The build of the Chiefs’ roster didn’t really suit Maclin’s skill set, either. Maclin has always been more of a field-stretcher, something that isn’t terribly useful when Alex Smith is your quarterback. Travis Kelce is going to be their top receiving option until they hand the keys over to Patrick Mahomes (and maybe even after that), while rookie Tyreek Hill emerged last season as a viable number one receiver in that offense.
It’s hard to justify paying $12 million to your third receiving option, so here we are.
Would Maclin fit on the Bills?
Absolutely, at the right price.
As long as he’s on the field, Sammy Watkins is the top receiver on the Bills. That’s hard to guarantee, however, after last season’s injury. Given that it’s reportedly the reason they declined to pick up his fifth-year option, it’s hard to place a bet on him playing all 16 games this year.
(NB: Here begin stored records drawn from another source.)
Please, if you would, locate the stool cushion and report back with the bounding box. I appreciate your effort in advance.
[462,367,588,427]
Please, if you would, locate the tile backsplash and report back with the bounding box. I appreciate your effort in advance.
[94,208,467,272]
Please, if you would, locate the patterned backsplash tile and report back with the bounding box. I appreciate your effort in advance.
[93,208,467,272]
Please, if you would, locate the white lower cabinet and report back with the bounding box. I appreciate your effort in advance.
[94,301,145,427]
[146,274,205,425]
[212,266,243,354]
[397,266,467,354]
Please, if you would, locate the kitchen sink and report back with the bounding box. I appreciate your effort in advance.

Let’s set that aside for a moment, though, and assume we’ll see a healthy Watkins for all of 2017. Maclin would still have a place as the No. 2 receiver in this offense. Watkins can stretch the field, sure, but his strength is that he can make plays from pretty much any route. Maclin has always been more of a field stretcher: he’s one of four receivers with at least 40 catches and 12 yards per catch in seven of the last eight seasons. Allowing Maclin to be a more exclusive deep option (something that would do wonders for Tyrod Taylor) would free up Watkins to work screens and the middle of the field, where he’s arguably better than he is on deep routes.
Signing Maclin as a No. 2 would also allow the Bills to run Jones out of the slot early on. The knock on Jones has been that, while he’s accumulated an astounding number of catches, his route tree is fairly limited, and he’s not going to make a whole lot of plays down the field. If Maclin can fill that need, Jones can work with the shorter routes early in his NFL career. That would allow him to build a certain comfort level with NFL defenses while playing the role that allowed him to rack up an FBS-record 399 career receptions.
Would the Bills make the move? Would Maclin?
This is where things start to get a little sketchy.
It’s important to note that the man calling the shots in Kansas City (more or less) is Sean McDermott’s mentor, Andy Reid. If there’s some underlying reason that Maclin was cut loose, or if there was some locker room trouble that didn’t make the press, McDermott can find out. McDermott should also be familiar with Maclin, as he was the defensive coordinator for the Philadelphia Eagles during Maclin’s first two seasons with the team. Brandon Beane may be making the final decisions on the roster, but if McDermott doesn’t want Maclin on the Bills, it probably won’t happen.
Would Maclin come to Buffalo? Maybe. One of his closest friends is LeSean McCoy, who would absolutely be in his ear if he thought it would be a good fit. He should have options, but there aren’t very many teams with a lot of cap space left who would give him a prominent role right away. The Bills have plenty of cap space right now, so finances shouldn’t get in the way of a deal, although long-term considerations may play a role if negotiations make it that far.
Will Jeremy Maclin be a Buffalo Bill?
If I were in Beane’s shoes, the first thing I’d do is talk to McDermott to see if there’s any reason not to sign him. Assuming that went well, I’d be on the horn with Maclin’s agent, trying to work out a one or two-year deal at about $6-7 million a season.
Of course, I’m not the Bills’ general manager, and Maclin can sign with whatever team wants to offer him a deal. That said, it’s definitely something worth monitoring.